Review

Cat Cafe Manager Review: Meow We're In Business

  • First Released Apr 14, 2022
    released
  • PC
Mark Delaney on Google+

Much like a feline, Cat Cafe Manager can be unwieldy and directionless, which at different times makes the game fun or frustrating.

Few games are as informative in name as Cat Cafe Manager. Just reading it, you likely have a good idea as to whether or not it's something you'd enjoy. The combination of a cat adoption game and a restaurant sim is enough to make coziness-seeking gamers jump in without inspecting any further. And while Cat Cafe Manager is definitely a cozy experience, it also has its faults, and the hands-off direction of it all can lend itself to both fun and frustration at different times.

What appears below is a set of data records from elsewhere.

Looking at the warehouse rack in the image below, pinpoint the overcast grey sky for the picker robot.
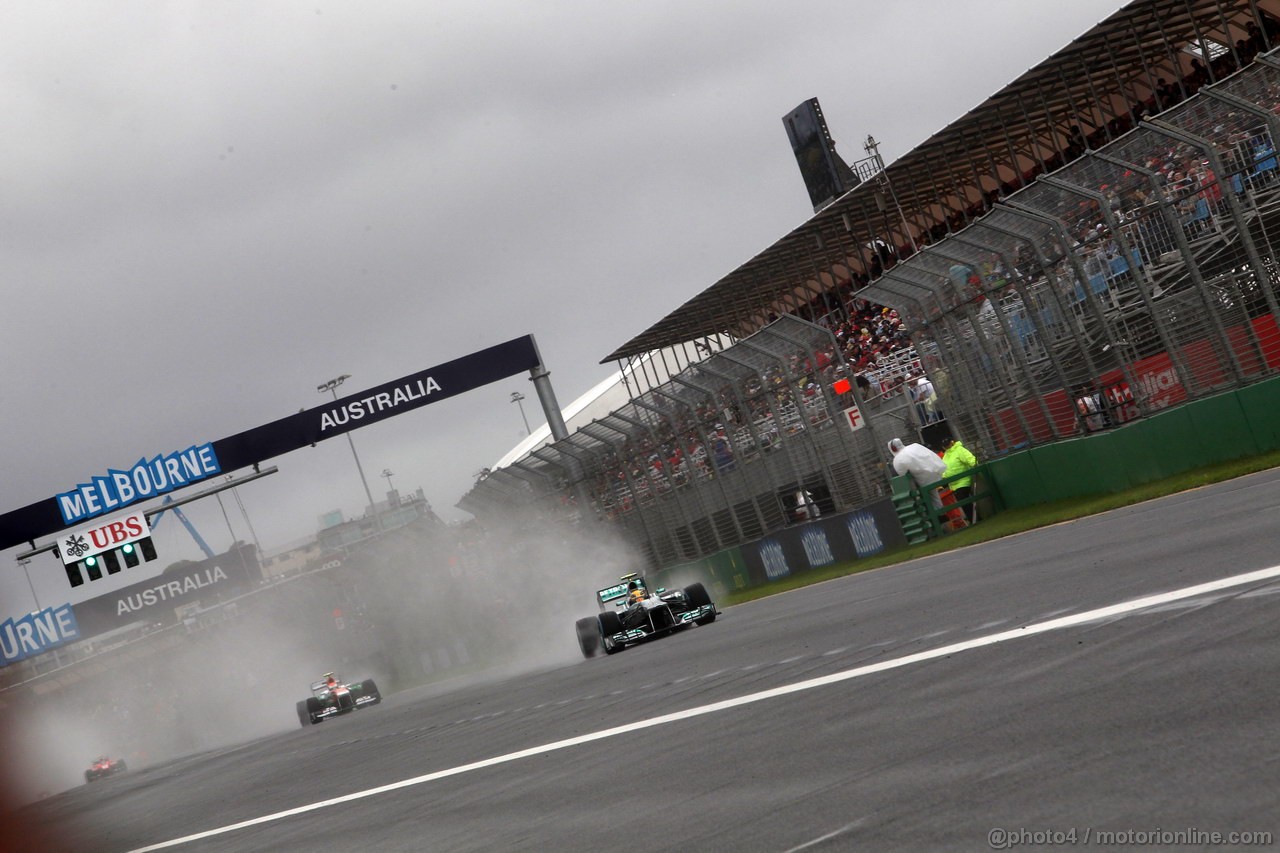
[0,0,1120,619]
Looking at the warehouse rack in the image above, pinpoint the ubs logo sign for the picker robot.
[800,524,836,566]
[759,539,791,580]
[846,510,884,557]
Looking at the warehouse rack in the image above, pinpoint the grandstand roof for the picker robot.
[602,0,1280,362]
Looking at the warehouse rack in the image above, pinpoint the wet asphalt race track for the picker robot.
[32,471,1280,852]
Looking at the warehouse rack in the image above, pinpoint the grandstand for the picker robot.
[458,0,1280,576]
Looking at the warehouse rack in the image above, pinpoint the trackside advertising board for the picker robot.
[0,334,540,549]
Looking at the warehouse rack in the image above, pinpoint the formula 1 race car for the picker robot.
[297,672,383,727]
[576,574,719,657]
[84,756,129,783]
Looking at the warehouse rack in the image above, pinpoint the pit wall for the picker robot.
[648,498,906,602]
[988,379,1280,508]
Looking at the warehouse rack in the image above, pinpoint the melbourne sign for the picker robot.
[0,605,81,666]
[56,444,223,524]
[0,334,541,549]
[58,512,151,566]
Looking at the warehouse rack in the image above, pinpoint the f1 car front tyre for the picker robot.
[575,616,600,657]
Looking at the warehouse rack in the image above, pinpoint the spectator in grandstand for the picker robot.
[911,377,938,424]
[888,438,947,510]
[942,437,978,524]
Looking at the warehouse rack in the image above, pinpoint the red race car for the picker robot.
[84,756,128,783]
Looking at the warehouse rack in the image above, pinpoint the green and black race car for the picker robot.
[576,574,719,657]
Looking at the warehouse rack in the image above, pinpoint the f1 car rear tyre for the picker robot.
[575,616,600,657]
[685,584,716,625]
[595,610,622,654]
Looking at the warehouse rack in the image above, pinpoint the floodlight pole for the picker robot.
[316,373,378,515]
[18,558,41,611]
[521,337,594,519]
[511,391,534,435]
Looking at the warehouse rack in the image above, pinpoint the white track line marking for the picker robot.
[786,821,861,853]
[129,566,1280,853]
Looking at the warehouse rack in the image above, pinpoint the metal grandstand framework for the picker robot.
[602,0,1280,361]
[460,0,1280,566]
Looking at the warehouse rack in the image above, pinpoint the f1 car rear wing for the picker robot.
[595,580,627,610]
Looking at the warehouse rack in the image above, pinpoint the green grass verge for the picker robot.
[721,451,1280,606]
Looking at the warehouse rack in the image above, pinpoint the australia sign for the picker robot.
[0,334,541,549]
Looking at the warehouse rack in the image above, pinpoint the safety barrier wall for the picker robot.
[650,498,906,599]
[988,379,1280,508]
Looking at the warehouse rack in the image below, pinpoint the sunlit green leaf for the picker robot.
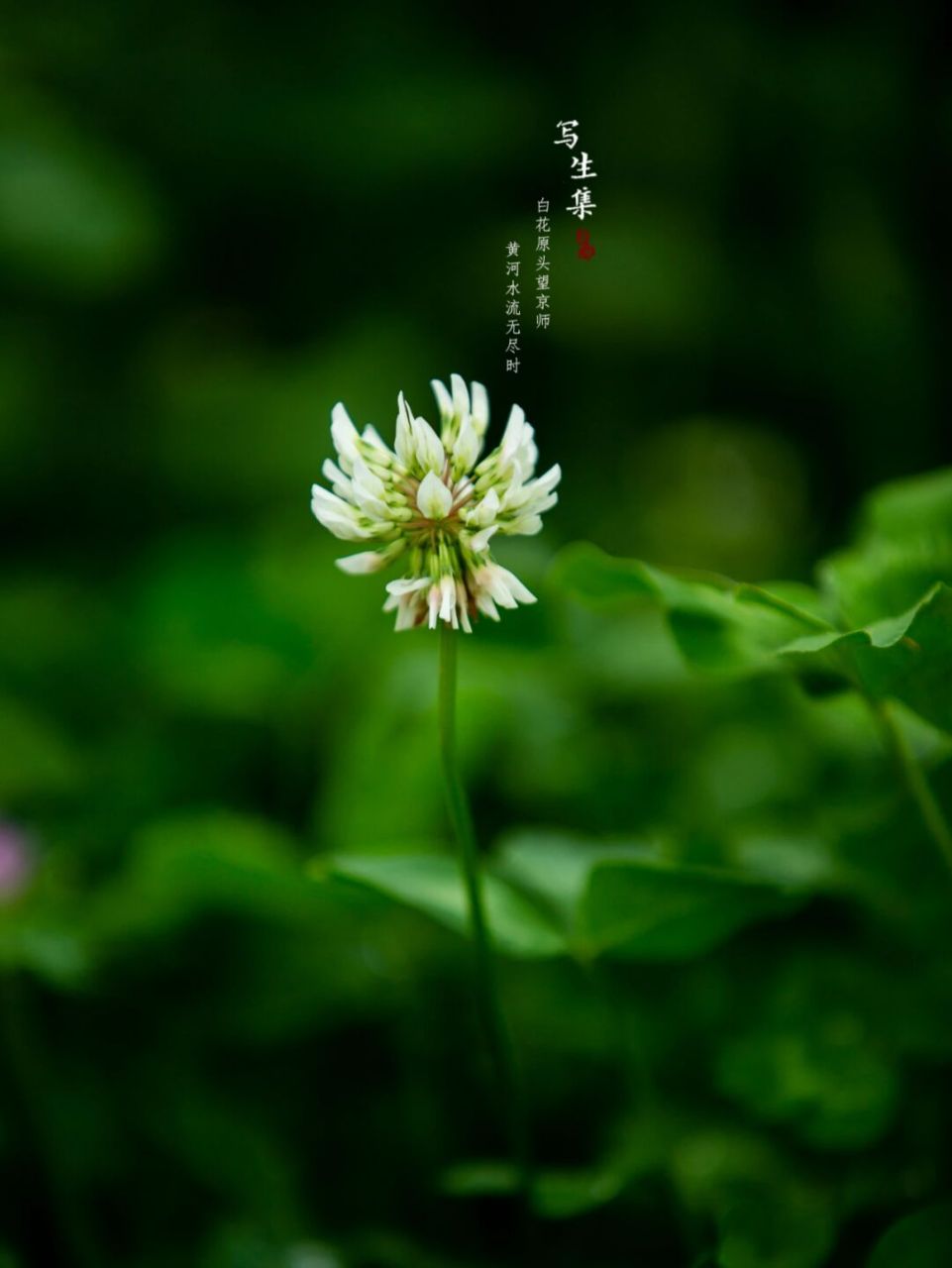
[321,855,566,959]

The setup is a familiar one. You're new to town and have been given a plot of land. Naturally, you do what any sensible landowner would do: begin to build a small business that combines two of humanity's greatest idols: brunch and cats. Immediately upon setting off to build the cafe of your dreams, the bubbly music and adorable 2D art direction provide the lax vibes you might expect from a game like this.

But just as soon, Cat Cafe inundates you with messy, text-only tutorials. It's a heap of information dumped at your lap, which may be a rough opening for any player, but especially the younger or less-experienced crowd such a game may attract. Still, once the busy UI has been deciphered, the game's economy is actually well-designed, demanding you cater your cafe to different clientele to serve different needs.

For example, if you need more building supplies to expand the square footage of your cafe, you need to advertise to the town's punks and ensure you're serving their favorite dishes and drinks for maximum satisfaction. If instead it's ingredients and recipes you need, you'll want to get witches to visit. There are six customer types in all, and each has their own currency, as well as their own wants and needs in order to have a lovely time in your cafe.

Can you pet the cat? Yes, you can pet all of the cats.
Can you pet the cat? Yes, you can pet all of the cats.

This business-side consideration smartly extends into several aspects of the game. You'll need more than just the right selection of items for the right customers. You'll also need to adopt and train the right stray cats to cuddle up on customers' laps, befriend particular locals, and hire and train the right staff to ensure they can cook well, serve quickly, and, yes, even clean up cat pee.

In between business days, you'll start new projects--skills, really--such as gaining more staff or chair slots, restock on food supplies and cat toys, and further enhance your cafe with more stylish wallpaper, prettier plants, and snazzier tables and chairs. Eventually, your once-modest cafe will toss out the mismatched decor in favor of a consistent theme such as a bewitching bistro, a hipster hangout, or a straight-up dive bar.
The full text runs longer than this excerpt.